Stuart Semple's Diamond Dust. Courtesy the artist.
Stuart Semple's Diamond Dust. Courtesy the artist.

Artist Stuart Semple has landed another body blow against superstar Anish Kapoor, creating a second product the Bombay-born artist is banned from using.

Diamond Dust, billed as the world’s most sparkly glitter, made from tiny flakes of glass, will never appear in Kapoor’s oeuvre if Semple has his way.

Stuart Semple’s Diamond Dust. Courtesy the artist.

It all started when Kapoor landed the exclusive rights to use the pigment Vantablack, billed as the world’s darkest pigment and said to absorb 99.96 percent of light. Artists were predictably outraged, though Kapoor told the Guardian that the maker, Surrey NanoSystems, couldn’t produce enough to go around anyway.

But that didn’t satisfy Semple, who lashed out at Kapoor, with tongue firmly in cheek, by producing a pigment he branded the world’s pinkest pink, which Kapoor was barred from buying, per a statement on Semple’s website:

By adding this product to your cart you confirm that you are not Anish Kapoor, you are in no way affiliated to Anish Kapoor, you are not purchasing this item on behalf of Anish Kapoor or an associate of Anish Kapoor.

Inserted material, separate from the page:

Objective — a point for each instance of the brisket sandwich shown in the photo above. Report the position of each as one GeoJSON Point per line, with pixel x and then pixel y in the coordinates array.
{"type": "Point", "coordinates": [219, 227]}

To the best of your knowledge, information and belief this paint will not make it’s [sic] way into the hands of Anish Kapoor.

Now Semple has further restricted Kapoor’s output by banning him from using the new material, which he touts as 99.8 percent clear and which claims comes in larger and more random shapes than normal diamond dust, which he says makes it more reflective.

More than forty of Kapoor’s works have sold for north of $1 million at auction, according to the artnet Price Database; his current auction high is $3.9 million, set at Sotheby’s London in 2008. How exactly the London-based artist will continue to produce his work without Semple’s materials is not entirely clear at publication time.